Since I did not understand Hawaiian customs, I assumed that all the appropriate measures had been taken to ensure a peaceful life at the Contessa; and now I did not know what more could be done. As I worried and fretted and sought uncertainly for a solution, I developed acute hypertension. One day when my physician and I were talking in my apartment, the seven floor-to-ceiling glass windows and doors rattled and banged so loudly they seemed about to shatter—but only for me, because he heard nothing. At this point, he recommended Emma de Fries, a hum nui, or high priestess (one with deep wisdom of the spirit), whom he knew to have taken care of similar problems after more orthodox treatments failed.
When she asked me about myself over the telephone next morning, I told her that I had come from mainland China in 1936 and to Honolulu in 1962; that I was a traditional Chinese constantly remembering heaven, earth, and my ancestors; and that I lived close to the Invisible. Every now and then, since childhood, I said, I had seen a white-robed guardian angel, who at times would speak to me. Immediately sensing the state I was in, Emma assured me that she would be at the Contessa that afternoon. I told her I would meet her by the Contessa and she could not miss me; I always wear my short hair straight, and a Chinese dress—in the
style of 1936.
As I waited, a car pulled up with a large woman in a red gown at the wheel. Bound around her head were two strands of small cowrie shells, and her eyes looked very strange. I was seized with the feeling that one has when meeting a close relative not seen for some time, and that I had a million things to tell her. When she got out of her car, I noticed that below her long voluminous red gown she was also wearing red tabis (mitten socks) and zoris (thongs) with black velvet straps. The two ends of a wide red band around her neck hung down past her knees. When I looked up, her eyes were still funny. Plainly funny.

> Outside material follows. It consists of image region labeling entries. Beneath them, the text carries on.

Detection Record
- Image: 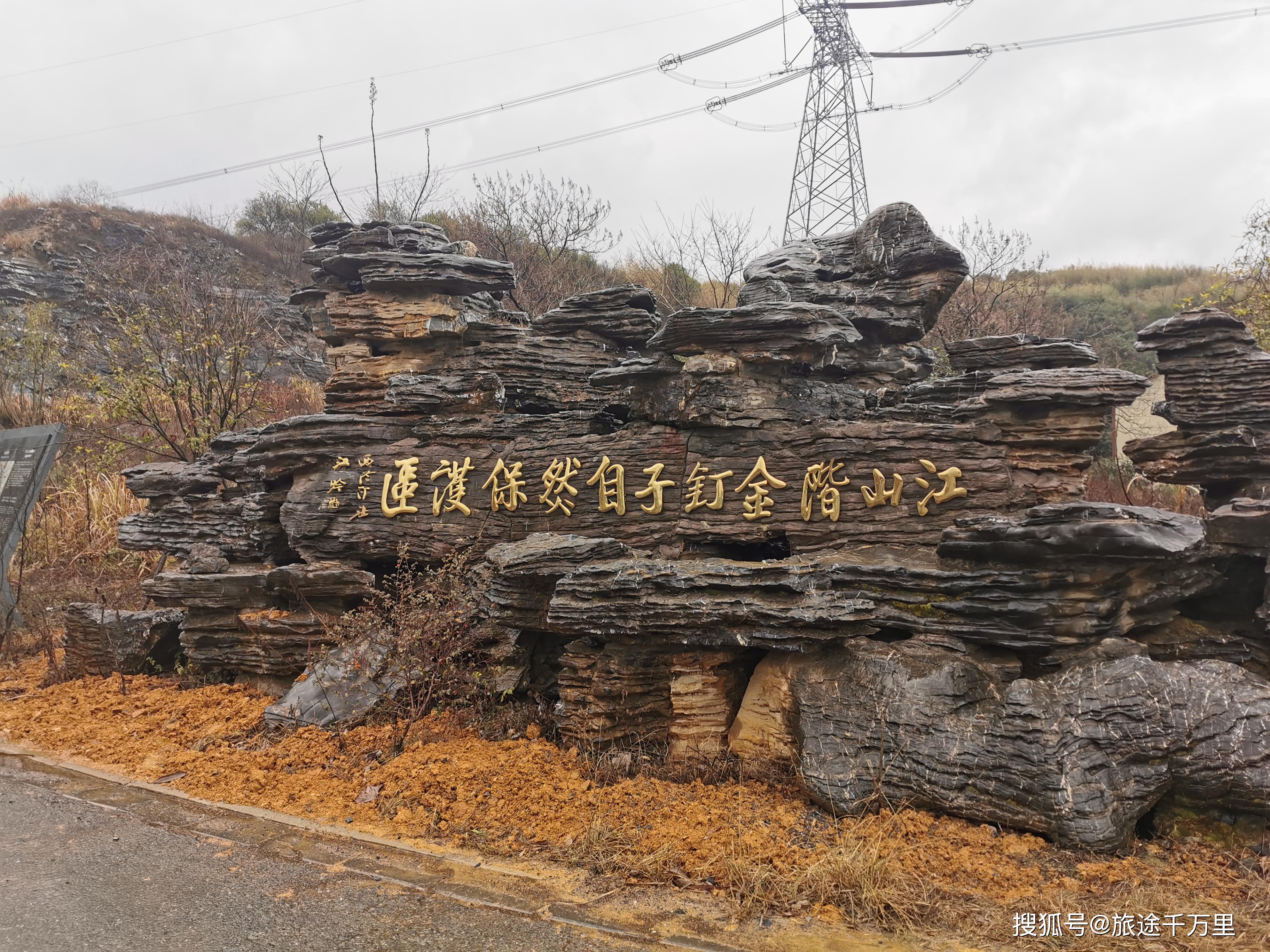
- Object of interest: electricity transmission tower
[785,0,872,241]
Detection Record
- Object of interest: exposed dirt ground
[0,660,1270,950]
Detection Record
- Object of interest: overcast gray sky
[0,0,1270,264]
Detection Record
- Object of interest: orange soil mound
[0,663,1268,948]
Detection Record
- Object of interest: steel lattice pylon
[785,2,872,241]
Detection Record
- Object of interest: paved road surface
[0,758,648,952]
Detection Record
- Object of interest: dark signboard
[0,424,62,627]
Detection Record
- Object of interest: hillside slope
[0,196,327,382]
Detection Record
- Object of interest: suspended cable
[860,57,988,113]
[663,70,785,89]
[869,6,1270,60]
[0,0,745,149]
[343,66,813,196]
[886,0,974,53]
[114,14,795,198]
[0,0,364,80]
[833,0,956,10]
[710,112,798,132]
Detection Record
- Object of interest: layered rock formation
[121,204,1270,848]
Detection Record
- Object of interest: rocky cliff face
[107,204,1270,848]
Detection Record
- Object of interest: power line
[114,14,798,198]
[662,0,974,90]
[860,57,988,113]
[0,0,364,80]
[0,0,745,149]
[343,66,813,196]
[888,0,974,53]
[869,6,1270,60]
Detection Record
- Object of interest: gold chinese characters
[321,453,970,523]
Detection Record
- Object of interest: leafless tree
[57,179,118,207]
[84,244,277,461]
[928,218,1059,345]
[451,173,621,314]
[633,202,771,311]
[235,162,337,240]
[358,129,448,221]
[1201,202,1270,349]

As we walked into the building, Emma told me that she knew of the problem at the Contessa: a small one which could be easily taken care of, she said. The bones that were disturbed during construction belonged to three people who were not happy with the blessing they had received. In the lobby she noted the structure of the building, and as I lingered with her I could feel all around her a strong outpouring of warmth. Heavy and tall, she looked like the old pictures one sees of Hawaiians of special importance. But her eyes were different from those of any human face that I had seen in all my sixty years. They appeared to have merged into one single eye which had grown in size to cover her face from temple to temple, eyebrow to cheek. “There is nothing wrong with your place,” she said, as soon as we reached the entrance to my apartment on the fifteenth floor, “but I’ll bless it anyway.”
“Please do not,” I replied. “I don’t want you to bless my place only. I want you to bless the entire site. If you bless the site, my home will be included, the home of everyone else, and our common domain. My father always said, ‘No amount of wealth can make me feel rich, if all around me are poor relatives.’ How can I be happy in my own home, if I’m surrounded by unhappiness?”